The Greatest Speeches in History is a weekly column that compiles the most memorable speeches in history with the goal to emphasize on the power of public speaking, to illustrate its importance, impact, and necessity to master. And today, precisely – the importance of making your audience laugh.

Today’s speech is very special (and hilarious) as it is delivered by one of the world’s most famous comedians, the famous TV host, writer and producer Conan O’Brien. Here are the most interesting outtakes:

My first job as your commencement speaker is to illustrate that life is not fair.  For example, you have worked tirelessly for four years to earn the diploma you’ll be receiving this weekend, and Dartmouth is giving me the same degree for interviewing the fourth lead in Twilight.  Deal with it.  Another example that life is not fair: if it does rain, the powerful rich people on stage get the tent. Deal with it.”

“Yes, I’ve always had a special bond with this school.  In fact, this is my second time coming here.   When I was 17 years old and touring colleges, way back in the fall of 1980, I came to Dartmouth.  Dartmouth was a very different place back then.  I made the trip up from Boston on a mule and, after asking the blacksmith in West Leb for directions, I came to this beautiful campus.  No dormitories had been built yet, so I stayed with a family of fur traders in White River junction.  It snowed heavily during my visit and I was trapped here for four months.  I was forced to eat the mule, who a week earlier had been forced to eat the fur traders.  Still, I loved Dartmouth and I vowed to return.”

“In 2000, I told graduates “Don’t be afraid to fail.”  Well, now I’m here to tell you that, though you should not fear failure, you should do your very best to avoid it.   Nietzsche famously said, “Whatever doesn’t kill you makes you stronger.”  But what he failed to stress is that IT ALMOST KILLS YOU.  Disappointment stings and, for driven, successful people like yourselves it is disorienting.  What Nietzsche should have said is  “Whatever doesn’t kill you, makes you watch a lot of Cartoon Network and drink mid-price Chardonnay at 11 in the morning.”

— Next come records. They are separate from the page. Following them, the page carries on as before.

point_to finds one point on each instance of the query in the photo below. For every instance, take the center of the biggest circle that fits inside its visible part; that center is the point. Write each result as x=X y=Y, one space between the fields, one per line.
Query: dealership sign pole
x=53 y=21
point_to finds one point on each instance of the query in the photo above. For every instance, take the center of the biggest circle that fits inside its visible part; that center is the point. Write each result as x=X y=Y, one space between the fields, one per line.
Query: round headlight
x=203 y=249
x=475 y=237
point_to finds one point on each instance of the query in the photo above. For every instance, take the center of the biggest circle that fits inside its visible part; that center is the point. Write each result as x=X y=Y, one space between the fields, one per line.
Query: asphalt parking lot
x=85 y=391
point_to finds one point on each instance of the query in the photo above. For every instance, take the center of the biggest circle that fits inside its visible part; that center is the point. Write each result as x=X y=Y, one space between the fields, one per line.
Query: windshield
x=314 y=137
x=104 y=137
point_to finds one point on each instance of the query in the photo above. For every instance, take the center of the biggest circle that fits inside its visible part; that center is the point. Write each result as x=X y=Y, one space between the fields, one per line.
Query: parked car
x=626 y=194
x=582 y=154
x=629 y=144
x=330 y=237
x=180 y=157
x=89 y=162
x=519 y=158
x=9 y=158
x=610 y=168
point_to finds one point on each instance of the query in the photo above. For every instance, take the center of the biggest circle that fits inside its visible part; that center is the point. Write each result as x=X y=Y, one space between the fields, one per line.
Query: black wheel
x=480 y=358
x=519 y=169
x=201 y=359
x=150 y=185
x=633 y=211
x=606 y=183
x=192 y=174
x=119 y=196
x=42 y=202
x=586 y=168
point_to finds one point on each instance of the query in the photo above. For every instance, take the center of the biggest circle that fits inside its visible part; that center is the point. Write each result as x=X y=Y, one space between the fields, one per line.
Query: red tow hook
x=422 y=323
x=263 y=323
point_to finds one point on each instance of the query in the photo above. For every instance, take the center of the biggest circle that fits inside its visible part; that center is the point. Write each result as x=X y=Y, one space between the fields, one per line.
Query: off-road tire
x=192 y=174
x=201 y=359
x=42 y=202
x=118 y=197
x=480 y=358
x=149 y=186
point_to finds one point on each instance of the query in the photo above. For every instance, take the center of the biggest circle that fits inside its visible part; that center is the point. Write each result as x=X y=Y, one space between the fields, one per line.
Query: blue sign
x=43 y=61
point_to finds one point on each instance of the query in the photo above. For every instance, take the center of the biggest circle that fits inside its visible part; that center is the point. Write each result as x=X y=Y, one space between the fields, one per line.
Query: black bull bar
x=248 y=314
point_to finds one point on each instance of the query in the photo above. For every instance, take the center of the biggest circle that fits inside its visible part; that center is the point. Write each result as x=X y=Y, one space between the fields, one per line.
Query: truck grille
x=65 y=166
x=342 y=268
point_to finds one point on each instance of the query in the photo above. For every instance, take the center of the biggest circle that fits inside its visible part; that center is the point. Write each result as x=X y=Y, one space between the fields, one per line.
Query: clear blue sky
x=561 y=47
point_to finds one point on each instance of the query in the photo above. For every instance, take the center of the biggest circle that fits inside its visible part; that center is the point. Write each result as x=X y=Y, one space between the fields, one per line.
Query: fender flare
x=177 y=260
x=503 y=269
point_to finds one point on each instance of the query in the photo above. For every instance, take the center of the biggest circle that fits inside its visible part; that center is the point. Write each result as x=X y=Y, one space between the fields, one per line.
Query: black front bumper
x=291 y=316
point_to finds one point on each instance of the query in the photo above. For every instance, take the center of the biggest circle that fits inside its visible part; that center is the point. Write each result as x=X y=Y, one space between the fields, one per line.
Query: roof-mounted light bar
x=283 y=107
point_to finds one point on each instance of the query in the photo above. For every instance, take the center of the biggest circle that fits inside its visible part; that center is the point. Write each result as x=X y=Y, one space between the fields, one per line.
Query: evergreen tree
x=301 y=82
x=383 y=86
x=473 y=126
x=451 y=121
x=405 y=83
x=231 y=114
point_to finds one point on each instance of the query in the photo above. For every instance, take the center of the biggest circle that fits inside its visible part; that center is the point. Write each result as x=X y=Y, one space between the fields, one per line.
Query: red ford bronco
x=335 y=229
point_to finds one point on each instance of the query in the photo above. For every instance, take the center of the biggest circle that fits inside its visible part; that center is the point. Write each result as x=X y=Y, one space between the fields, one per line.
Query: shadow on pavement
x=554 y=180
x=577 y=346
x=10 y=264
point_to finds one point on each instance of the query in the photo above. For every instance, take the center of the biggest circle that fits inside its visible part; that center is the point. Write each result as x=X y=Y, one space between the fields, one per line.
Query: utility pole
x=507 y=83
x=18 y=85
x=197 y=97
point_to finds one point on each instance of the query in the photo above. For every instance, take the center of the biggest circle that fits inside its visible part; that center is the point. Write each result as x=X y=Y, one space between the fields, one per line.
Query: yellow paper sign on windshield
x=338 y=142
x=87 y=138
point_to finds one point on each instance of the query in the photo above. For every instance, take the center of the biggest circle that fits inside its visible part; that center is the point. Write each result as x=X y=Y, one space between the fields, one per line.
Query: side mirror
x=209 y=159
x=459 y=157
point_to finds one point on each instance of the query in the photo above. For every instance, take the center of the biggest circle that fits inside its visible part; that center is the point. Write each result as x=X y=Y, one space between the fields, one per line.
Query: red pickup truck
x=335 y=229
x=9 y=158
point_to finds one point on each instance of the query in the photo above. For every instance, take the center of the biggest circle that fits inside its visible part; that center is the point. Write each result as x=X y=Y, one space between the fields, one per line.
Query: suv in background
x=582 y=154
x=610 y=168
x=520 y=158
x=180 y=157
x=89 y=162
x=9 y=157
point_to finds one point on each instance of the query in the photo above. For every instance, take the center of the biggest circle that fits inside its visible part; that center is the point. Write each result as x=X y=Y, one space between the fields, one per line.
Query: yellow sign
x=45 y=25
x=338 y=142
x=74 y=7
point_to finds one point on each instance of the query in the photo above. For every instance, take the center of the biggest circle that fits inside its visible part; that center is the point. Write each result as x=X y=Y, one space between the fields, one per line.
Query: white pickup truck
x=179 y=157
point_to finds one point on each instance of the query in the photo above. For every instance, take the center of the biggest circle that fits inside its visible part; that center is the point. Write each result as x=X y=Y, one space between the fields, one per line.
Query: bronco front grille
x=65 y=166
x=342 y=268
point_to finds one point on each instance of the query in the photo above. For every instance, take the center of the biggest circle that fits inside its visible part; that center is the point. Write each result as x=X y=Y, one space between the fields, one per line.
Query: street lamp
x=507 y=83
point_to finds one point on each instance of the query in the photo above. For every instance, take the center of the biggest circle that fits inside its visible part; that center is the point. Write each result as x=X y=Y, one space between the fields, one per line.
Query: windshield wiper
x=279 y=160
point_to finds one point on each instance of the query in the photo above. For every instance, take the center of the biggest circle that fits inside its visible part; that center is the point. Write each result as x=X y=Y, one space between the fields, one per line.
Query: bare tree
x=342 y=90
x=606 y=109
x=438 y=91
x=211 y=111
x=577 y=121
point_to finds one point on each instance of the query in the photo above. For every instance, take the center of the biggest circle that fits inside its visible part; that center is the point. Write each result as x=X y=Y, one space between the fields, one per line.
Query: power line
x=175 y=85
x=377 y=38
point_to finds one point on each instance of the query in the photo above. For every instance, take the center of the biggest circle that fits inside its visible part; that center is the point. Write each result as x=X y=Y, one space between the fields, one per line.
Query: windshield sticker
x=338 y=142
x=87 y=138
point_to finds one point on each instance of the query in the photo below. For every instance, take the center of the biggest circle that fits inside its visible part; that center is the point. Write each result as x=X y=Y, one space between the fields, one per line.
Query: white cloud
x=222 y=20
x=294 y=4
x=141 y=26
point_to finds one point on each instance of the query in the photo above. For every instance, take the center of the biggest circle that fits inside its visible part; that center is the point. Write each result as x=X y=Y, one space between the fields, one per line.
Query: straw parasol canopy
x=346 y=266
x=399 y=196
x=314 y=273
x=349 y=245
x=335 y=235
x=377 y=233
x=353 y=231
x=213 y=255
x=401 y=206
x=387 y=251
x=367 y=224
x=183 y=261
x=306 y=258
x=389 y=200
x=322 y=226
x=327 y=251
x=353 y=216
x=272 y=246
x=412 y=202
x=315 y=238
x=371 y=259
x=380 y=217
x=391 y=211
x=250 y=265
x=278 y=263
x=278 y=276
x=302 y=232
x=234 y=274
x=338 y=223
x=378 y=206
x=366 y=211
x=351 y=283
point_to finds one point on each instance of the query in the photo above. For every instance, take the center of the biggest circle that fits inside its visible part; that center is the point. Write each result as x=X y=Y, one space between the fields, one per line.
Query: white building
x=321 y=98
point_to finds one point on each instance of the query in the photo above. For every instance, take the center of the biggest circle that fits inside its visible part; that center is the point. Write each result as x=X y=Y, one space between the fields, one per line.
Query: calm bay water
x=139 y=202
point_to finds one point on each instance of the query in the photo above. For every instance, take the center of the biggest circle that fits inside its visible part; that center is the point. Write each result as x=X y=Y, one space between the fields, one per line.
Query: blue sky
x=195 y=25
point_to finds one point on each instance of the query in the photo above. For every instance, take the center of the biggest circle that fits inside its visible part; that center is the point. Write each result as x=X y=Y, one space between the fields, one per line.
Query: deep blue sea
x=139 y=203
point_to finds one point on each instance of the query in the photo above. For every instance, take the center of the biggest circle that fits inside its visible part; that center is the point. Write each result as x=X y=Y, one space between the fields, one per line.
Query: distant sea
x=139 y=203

“By definition, Commencement speakers at an Ivy League college are considered successful.  But a little over a year ago, I experienced a profound and very public disappointment.  I did not get what I wanted, and I left a system that had nurtured and help define me for the better part of seventeen years.  I went from being in the center of the grid to not only off the grid, but underneath the coffee table that the grid sits on, lost in the shag carpeting that is underneath the coffee table supporting the grid.  It was the making of a career disaster, and a terrible analogy.”

“Many of you here today are getting your diploma at this Ivy League school because you have committed yourself to a dream and worked hard to achieve it.  And there is no greater cliché in a commencement address than “follow your dream.”  Well, I am here to tell you that whatever you think your dream is now, it will probably change.  And that’s okay.”

“At the end of my final program with NBC, just before signing off, I said, “Work hard, be kind, and amazing things will happen.”